Members of the Policy Scrutiny Committee and officers from the council leading the meeting at Alive Church

Members of the Policy Scrutiny Committee and officers from the council leading the meeting at Alive Church


At a special meeting on 12 November, the Policy Scrutiny Committee invited associations and individuals to voice their opinion on the proposed introduction of stronger regulatory powers for the city council to control the number of shared houses, called HMOs [Houses of Multiple Occupancy].

Rob Lewis spoke on behold of the West End Residents Association (WERA). He said the association held the view that the only way of halting the annexation of residential communities are the introduction of Article 4 Direction. He continued:

“It is huge resentment in the West End about the way our area has been allowed to deteriorate without no effective planning policy to cope with ever increasing student numbers.”

Rob Lewis received support from Karen Lee, the local councillor for Carholme Ward who said that introducing Article 4 would mean that where there is too much shared housing, landlords would have to put it somewhere else.

Cllr Donald Nannestad for Castle Ward said people living in his area had mostly good experiences from the students living among them, who mostly study at Bishop Grosseteste.

Both Brian Alcorn, president of the University of Lincoln Students Union, and Chris Robertson, president of Bishop Grosseteste University Students Union opposed the introduction of Article 4.

Brian Alcorn said: “Despite many students actively taking part in their local community we are still used as scapegoats. We are one shared community, both long term residents and students, and we students feel very strongly about that.”

Chris Robertson said: “The vast majority of students respect their local community. There is no quick fix to noise, littering and other anti-social behavior, if such an immediate fix is invented, the person behind it should get the Nobel Prize”.

Representing the University of Lincoln was John Plumridge, who said that most concerns and complaints had been about noise, poor behaviour, litter and condition of houses. He went on arguing that experiences from other cities showed that implementing Article 4 did not solve such issues.

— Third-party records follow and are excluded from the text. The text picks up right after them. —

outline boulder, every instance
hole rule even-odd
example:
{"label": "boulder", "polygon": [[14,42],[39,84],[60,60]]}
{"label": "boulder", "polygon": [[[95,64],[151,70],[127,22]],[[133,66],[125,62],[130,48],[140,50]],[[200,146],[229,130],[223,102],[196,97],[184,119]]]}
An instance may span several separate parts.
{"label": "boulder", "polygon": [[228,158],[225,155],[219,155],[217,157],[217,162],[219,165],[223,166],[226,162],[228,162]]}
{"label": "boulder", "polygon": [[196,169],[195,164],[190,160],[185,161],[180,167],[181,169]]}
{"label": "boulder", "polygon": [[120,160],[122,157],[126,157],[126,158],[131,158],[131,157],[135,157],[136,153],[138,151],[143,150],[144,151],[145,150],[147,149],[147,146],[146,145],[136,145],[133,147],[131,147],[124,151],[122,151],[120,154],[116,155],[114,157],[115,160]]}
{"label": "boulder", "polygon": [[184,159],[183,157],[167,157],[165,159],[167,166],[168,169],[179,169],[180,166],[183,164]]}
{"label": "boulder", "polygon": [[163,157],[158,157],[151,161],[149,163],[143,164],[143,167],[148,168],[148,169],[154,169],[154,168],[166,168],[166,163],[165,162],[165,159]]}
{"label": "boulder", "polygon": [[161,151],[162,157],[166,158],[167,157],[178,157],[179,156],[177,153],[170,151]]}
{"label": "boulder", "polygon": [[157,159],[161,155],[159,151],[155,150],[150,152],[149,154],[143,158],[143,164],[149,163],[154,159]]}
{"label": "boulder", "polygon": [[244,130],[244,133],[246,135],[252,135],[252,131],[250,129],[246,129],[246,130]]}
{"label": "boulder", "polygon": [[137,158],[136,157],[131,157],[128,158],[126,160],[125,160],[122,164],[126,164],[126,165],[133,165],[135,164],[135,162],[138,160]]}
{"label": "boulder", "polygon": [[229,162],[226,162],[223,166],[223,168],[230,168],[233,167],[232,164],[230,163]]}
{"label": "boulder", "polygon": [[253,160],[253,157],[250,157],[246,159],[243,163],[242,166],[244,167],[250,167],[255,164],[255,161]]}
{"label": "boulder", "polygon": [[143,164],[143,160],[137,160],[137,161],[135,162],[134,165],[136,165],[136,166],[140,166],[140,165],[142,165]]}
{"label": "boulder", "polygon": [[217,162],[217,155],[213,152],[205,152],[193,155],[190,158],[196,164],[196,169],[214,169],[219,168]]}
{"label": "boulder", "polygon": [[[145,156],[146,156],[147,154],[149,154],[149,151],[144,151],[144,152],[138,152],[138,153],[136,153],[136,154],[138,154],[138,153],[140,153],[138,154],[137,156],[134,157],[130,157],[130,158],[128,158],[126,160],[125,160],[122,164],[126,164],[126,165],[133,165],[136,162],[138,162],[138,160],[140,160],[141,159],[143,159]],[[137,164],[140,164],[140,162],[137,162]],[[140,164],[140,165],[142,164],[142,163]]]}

Rob Mitchell, from the Federation of Small Businesses, received applause from spectators several times as he attacked the student bodies and the universities for not being responsible enough towards their local community.

He said: “Lincoln is a tourist city, but in the West End eight B&Bs have closed due to all the noise. There is simply no balance of housing in that part of the city.

“Why did the council let this happen?” he asked.

The students did receive some support from a resident, Vince Williams of Monks Road, who said it was unfair to accuse the students of being the cause of all the city’s problems. He said:

“There is a perception that HMOs are the cause of all noise, litter and anti-social behaviour. That is simply not true. Everyone who lives here have the right to be treated as a resident.

Maria Lyon, a resident of West Parade, told the meeting her 78-year-old mother, who lives on Newport, has been “bombarded by investors and estate agents knocking on her door, asking her to sell her house,” because the building is ideal for conversion into a HMO. She said:

“Our two large universities are frankly outgrowing the rest of the city, both literally and figurally.”

The Policy Scrutiny Committee will make a recommendation to the City Council executive who will make a decision in December.